LIFE SAFETY CODE STANDARD

Tag No.: K0038

Based on observation and interview, it was determined the facility failed to maintain exit access in one location, affecting one of four floors.

Findings include:

1. Observation on July 10, 2014, at 10:12 a.m. revealed the third floor, Third Medical, exit access corridor system was used as a large storage area.

Exit interview on July 10, 2014, between 12:20 p.m. and 12:40 p.m. with the Facilities Manager confirmed the storage in the corridor.

LIFE SAFETY CODE STANDARD

Tag No.: K0047

Based on observation and interview, it was determined the facility failed to maintain illuminated exit signage in one location, on one of four floors.

Findings include:

1. Observation on July 9, 2014, at 8:06 a.m. revealed the facility lacked an exit sign, in the exit access corridor system, in the vicinity of the freight elevator.

Exit interview on July 10, 2014, between 12:20 p.m. and 12:40 p.m. with the Facilities Manager confirmed the area lacked illuminated exit signage.

LIFE SAFETY CODE STANDARD

Tag No.: K0064

Based on observation and interview, it was determined the facility failed to properly install one portable fire extinguisher, on one of four floors.

Findings include:

1. Observation on July 9, 2014, at 10:44 a.m. revealed the fire extinguisher located within the basement-level Electric Shop was installed in excess of sixty inches from the handle to the finished floor.

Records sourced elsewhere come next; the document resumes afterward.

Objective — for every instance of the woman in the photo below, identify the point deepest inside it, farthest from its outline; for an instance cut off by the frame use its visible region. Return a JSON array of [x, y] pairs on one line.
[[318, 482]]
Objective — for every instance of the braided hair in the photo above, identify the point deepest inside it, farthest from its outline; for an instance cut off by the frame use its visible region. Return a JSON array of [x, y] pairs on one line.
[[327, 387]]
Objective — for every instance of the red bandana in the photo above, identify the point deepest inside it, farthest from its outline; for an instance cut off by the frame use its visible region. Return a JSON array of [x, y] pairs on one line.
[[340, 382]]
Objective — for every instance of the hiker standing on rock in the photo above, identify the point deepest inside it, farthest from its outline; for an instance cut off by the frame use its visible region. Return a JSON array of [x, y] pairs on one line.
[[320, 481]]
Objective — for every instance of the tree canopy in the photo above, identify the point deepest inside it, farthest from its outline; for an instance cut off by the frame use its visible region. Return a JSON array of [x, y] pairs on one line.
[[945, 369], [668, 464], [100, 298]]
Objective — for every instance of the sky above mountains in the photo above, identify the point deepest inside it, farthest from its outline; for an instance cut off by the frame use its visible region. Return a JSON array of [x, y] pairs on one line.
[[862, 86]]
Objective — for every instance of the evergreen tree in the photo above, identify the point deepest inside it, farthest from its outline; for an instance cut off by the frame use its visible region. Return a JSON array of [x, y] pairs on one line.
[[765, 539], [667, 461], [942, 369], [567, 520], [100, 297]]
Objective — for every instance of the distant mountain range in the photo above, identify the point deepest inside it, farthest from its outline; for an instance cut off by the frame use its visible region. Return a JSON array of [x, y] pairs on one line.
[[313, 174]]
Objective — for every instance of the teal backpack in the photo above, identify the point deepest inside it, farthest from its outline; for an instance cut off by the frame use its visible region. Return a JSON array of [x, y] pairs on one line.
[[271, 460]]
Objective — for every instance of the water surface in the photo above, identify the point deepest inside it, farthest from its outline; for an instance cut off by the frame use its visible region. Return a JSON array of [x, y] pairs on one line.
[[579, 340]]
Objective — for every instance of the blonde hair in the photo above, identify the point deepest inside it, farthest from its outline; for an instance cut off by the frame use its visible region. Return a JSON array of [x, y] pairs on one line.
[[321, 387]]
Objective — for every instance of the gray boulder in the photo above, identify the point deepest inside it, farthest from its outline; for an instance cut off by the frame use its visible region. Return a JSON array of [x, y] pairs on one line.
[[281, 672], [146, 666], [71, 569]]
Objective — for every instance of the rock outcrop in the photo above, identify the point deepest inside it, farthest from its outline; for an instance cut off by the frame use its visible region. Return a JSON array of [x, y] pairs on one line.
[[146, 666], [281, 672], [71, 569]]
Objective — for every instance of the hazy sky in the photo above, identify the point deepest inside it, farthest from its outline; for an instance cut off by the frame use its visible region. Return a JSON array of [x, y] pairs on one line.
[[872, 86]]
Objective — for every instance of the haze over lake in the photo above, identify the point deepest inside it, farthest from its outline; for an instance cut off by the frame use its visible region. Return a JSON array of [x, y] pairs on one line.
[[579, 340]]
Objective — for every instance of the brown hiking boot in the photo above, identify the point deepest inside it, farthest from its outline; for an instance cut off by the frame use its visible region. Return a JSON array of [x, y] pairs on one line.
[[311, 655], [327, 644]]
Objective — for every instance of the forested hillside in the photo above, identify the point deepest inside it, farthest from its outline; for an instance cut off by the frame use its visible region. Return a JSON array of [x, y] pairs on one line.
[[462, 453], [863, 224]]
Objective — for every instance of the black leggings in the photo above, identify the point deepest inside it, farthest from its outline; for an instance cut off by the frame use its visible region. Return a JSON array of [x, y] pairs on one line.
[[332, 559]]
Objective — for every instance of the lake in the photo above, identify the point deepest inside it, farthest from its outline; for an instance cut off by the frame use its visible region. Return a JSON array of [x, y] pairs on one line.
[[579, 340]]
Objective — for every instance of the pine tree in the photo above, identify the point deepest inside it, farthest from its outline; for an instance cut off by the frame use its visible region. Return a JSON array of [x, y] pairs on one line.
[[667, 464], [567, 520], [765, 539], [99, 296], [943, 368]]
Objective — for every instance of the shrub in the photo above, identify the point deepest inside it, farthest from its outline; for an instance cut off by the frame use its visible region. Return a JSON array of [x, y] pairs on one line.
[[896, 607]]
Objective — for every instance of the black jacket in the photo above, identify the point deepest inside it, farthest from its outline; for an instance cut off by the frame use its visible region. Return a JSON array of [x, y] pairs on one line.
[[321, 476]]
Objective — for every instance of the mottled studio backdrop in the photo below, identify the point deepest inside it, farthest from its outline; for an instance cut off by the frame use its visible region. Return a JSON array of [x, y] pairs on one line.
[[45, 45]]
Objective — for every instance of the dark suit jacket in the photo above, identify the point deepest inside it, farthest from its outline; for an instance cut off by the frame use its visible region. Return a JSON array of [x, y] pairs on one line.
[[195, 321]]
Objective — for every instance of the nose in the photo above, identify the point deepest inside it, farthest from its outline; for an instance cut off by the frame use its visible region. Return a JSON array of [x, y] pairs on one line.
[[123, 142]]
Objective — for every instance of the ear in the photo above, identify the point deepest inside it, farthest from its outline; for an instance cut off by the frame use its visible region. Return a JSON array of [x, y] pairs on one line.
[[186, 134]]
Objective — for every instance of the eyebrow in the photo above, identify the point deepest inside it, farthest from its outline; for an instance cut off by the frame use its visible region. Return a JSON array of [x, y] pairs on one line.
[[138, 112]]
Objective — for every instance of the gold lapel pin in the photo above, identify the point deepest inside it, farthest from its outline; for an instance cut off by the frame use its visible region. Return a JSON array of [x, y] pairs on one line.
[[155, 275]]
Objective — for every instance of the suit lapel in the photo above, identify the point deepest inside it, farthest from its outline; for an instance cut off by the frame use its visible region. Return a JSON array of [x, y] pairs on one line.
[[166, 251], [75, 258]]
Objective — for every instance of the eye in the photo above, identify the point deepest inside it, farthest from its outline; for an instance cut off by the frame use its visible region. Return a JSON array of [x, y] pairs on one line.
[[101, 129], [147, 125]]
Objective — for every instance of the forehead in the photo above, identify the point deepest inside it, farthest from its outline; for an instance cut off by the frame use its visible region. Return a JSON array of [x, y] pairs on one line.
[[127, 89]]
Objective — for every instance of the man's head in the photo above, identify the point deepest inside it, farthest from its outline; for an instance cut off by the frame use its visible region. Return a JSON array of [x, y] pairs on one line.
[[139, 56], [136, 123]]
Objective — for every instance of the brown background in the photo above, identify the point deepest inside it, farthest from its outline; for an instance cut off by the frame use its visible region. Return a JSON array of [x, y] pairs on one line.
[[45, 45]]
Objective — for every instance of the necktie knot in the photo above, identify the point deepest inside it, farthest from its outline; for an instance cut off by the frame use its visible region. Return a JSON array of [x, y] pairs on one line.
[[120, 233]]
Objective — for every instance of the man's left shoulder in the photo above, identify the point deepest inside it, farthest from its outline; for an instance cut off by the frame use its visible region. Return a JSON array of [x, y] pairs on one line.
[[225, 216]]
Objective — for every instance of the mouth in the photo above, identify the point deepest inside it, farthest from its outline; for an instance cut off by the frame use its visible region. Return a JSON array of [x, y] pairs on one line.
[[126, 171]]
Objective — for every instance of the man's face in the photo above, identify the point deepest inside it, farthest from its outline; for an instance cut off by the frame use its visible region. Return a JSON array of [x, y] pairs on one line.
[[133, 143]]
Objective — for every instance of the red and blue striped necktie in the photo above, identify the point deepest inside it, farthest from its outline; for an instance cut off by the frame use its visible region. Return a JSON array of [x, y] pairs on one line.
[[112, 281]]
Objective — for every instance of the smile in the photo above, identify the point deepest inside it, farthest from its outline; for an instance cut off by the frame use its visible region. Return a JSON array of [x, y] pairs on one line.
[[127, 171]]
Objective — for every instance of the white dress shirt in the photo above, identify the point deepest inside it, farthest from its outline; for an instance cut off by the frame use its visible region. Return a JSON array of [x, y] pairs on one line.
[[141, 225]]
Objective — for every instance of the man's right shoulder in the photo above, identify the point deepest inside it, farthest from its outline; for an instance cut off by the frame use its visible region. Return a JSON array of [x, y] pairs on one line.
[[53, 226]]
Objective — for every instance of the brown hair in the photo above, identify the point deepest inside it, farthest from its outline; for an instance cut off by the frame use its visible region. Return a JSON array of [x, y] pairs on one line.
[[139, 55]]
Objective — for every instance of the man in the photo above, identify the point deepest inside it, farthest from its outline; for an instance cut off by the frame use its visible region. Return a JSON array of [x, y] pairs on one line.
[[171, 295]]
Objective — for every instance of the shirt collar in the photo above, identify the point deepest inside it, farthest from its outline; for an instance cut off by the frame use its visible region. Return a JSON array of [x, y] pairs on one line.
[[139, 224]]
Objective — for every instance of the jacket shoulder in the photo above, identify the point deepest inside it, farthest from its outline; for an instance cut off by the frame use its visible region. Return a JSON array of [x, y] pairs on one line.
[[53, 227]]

Exit interview on July 10, 2014, between 12:20 p.m. and 12:40 p.m. with the Facilities Manager confirmed the fire extinguisher was mounted to high.

LIFE SAFETY CODE STANDARD

Tag No.: K0077

Based on observation and interview, it was determined the facility failed to maintain the piped-in medical gas system in one location, on one of four floors of the building.

Findings include:

1. Observation on July 9, 2014, at 9:44 a.m. revealed medical gas piping, within the basement-level Bed Repair Room, lacked shut-off valves at the base of the risers.

Exit interview on July 10, 2014, between 12:20 p.m. and 12:40 p.m. with the Facilities Manager confirmed the lack of shut-off valves.

Means of Egress - General

Tag No.: K0211

Based on observation and interview, it was determined the facility failed to properly install alcohol-based hand rub (ABHR) stations in multiple locations, affecting three of four floors.

Findings include:

1. Observation on July 09, 2014, between 8:55 a.m. and 2:01 p.m. revealed ABHR dispensers were positioned over a source of ignition throughout this component.

Exit interview on July 10, 2014, between 12:20 p.m. and 12:40 p.m. with the Facilities Manager confirmed the ABHR dispensers were positioned over sources of ignition.